BC com punhos de renda
Ajustes de contas ilustram a história política no mundo, como a volta de Lula, que ninguém, nem ele, julgava possível. Vai dar-se o mesmo com a condução da economia nos últimos anos — uma montanha de equívocos como a decisão desta semana do BC de subir a taxa Selic.
Fez o que traders e economistas do mercado financeiro pressionavam que fizesse. Acabou espantando, ao elevar a Selic de 2% para 2,75% ao ano, enquanto se esperava até 2,50%, e sinalizou outro tanto na reunião em maio do Copom. Foi ação preventiva contra o risco de a inflação, projetada desde novembro a chegar a 6% ou 7%, em agosto, e depois definhar, sair de controle. Curioso é que, até janeiro, o BC indicava que a inflação perderia pique a partir do meio do ano.

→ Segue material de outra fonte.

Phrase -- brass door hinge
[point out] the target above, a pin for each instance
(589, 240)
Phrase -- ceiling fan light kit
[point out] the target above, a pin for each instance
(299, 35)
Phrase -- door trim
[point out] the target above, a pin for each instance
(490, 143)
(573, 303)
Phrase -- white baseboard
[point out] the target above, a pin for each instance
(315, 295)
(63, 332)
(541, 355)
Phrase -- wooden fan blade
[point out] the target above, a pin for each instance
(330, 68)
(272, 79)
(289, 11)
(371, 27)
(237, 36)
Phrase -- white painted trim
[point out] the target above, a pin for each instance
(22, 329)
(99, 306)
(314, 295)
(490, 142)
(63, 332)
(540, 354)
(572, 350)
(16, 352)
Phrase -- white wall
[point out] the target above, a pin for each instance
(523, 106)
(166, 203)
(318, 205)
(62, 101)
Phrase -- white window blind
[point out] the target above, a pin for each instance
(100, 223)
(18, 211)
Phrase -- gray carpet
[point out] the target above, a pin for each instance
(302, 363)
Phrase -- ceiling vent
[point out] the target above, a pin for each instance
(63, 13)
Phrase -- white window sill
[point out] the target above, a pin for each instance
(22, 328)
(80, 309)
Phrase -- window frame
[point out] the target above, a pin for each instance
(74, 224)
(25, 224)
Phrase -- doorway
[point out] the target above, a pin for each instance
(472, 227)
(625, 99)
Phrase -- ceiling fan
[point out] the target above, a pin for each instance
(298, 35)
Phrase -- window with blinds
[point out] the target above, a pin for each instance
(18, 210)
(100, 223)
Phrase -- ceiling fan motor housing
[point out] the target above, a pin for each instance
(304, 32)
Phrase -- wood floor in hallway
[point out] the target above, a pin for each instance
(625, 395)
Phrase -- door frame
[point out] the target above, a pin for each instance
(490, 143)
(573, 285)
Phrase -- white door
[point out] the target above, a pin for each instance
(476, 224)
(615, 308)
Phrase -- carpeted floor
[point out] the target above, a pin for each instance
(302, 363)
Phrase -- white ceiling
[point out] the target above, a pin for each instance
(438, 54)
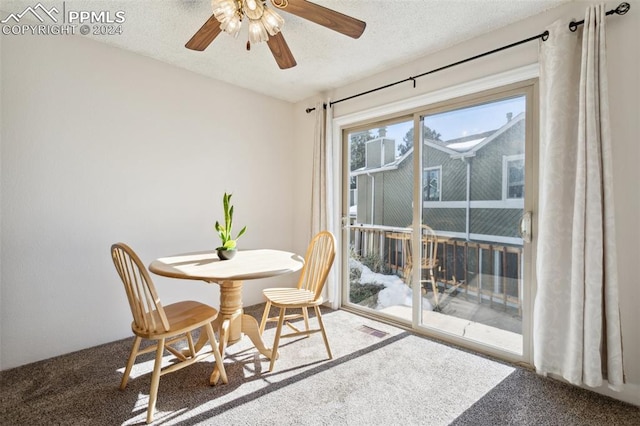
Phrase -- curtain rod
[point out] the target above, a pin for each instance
(620, 10)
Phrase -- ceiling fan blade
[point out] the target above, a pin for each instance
(205, 35)
(321, 15)
(281, 51)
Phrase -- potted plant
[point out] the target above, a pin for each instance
(228, 248)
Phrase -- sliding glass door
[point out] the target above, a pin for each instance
(438, 229)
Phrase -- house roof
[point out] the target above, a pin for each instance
(463, 147)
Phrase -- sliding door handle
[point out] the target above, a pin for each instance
(525, 227)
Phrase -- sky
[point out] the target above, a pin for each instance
(462, 122)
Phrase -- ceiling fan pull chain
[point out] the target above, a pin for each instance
(281, 4)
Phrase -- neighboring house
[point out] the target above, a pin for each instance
(473, 187)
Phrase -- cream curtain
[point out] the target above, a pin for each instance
(322, 191)
(576, 325)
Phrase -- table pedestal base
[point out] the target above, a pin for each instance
(232, 323)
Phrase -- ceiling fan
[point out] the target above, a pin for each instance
(265, 24)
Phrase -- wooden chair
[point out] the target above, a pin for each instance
(164, 324)
(307, 294)
(428, 260)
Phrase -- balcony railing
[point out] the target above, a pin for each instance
(483, 271)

Ficou en passant nas discussões as causas do repique da inflação. Ela começa a subir no rastro da brutal desvalorização do real, vis-à-vis o dólar a partir do fim de 2019, a despeito de reservas de 25% do PIB, de contas correntes ajustadas e de fundos estrangeiros representarem menos de 10% dos papéis da dívida pública. E isso em paralelo à retomada dos preços das commodities de exportação.
O influxo de dólares aplicados em renda fixa e ações desequilibrou o mercado porque o BC não interveio com força, pois, em tese, parte da debandada se compensaria com as exportações.
Receita para a estagnação
Pela mesma crença na eficiência dos mercados, e só de falar disso muita gente se arrepia, o BC não usou a permissão dada, no ano passado, pelo Congresso para recomprar títulos de dívida, tal como fazem desde 2009 os bancos centrais do Japão, Estados Unidos, Europa etc.

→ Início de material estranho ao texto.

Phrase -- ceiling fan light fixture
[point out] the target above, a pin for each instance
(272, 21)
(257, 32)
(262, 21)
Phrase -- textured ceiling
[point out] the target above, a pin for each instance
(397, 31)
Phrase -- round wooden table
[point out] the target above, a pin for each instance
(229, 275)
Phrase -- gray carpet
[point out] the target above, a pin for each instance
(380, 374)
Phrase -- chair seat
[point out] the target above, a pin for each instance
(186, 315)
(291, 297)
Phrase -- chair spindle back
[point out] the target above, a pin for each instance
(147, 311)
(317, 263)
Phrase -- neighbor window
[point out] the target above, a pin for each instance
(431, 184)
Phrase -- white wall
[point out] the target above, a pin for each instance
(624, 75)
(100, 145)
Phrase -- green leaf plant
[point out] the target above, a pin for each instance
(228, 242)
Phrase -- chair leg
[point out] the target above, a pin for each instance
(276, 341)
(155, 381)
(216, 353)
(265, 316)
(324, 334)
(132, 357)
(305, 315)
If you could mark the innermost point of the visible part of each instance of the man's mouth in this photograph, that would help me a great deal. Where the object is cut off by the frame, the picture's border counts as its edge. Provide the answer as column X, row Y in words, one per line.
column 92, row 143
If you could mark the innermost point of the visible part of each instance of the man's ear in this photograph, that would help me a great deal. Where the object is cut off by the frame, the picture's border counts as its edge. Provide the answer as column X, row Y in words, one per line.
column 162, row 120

Se o ataque à pandemia exigiu, e exige, gastos extraordinários, os instrumentos do BC também tinham, e têm, de ser extraordinários. Fato é que os juros são o que o BC queira que sejam. Com a taxa cambial não é assim, mas, se há reservas, ainda há um fluxo de investimentos diretos que compensa deficit na conta de capitais, o real não poderia ser a moeda mais depreciada no mundo este ano.
Ah!, mas tem o descontrole fiscal, dizem os puristas. Sim, tem, mas por falta de governo e de base política de verdade no Congresso, de modo que a elite estatal deita e rola, e a tecnocracia fiscalista, para cumprir meta fiscal, sufoca o investimento e políticas sociais na lei orçamentária — precisamente, o que dinamiza o crescimento.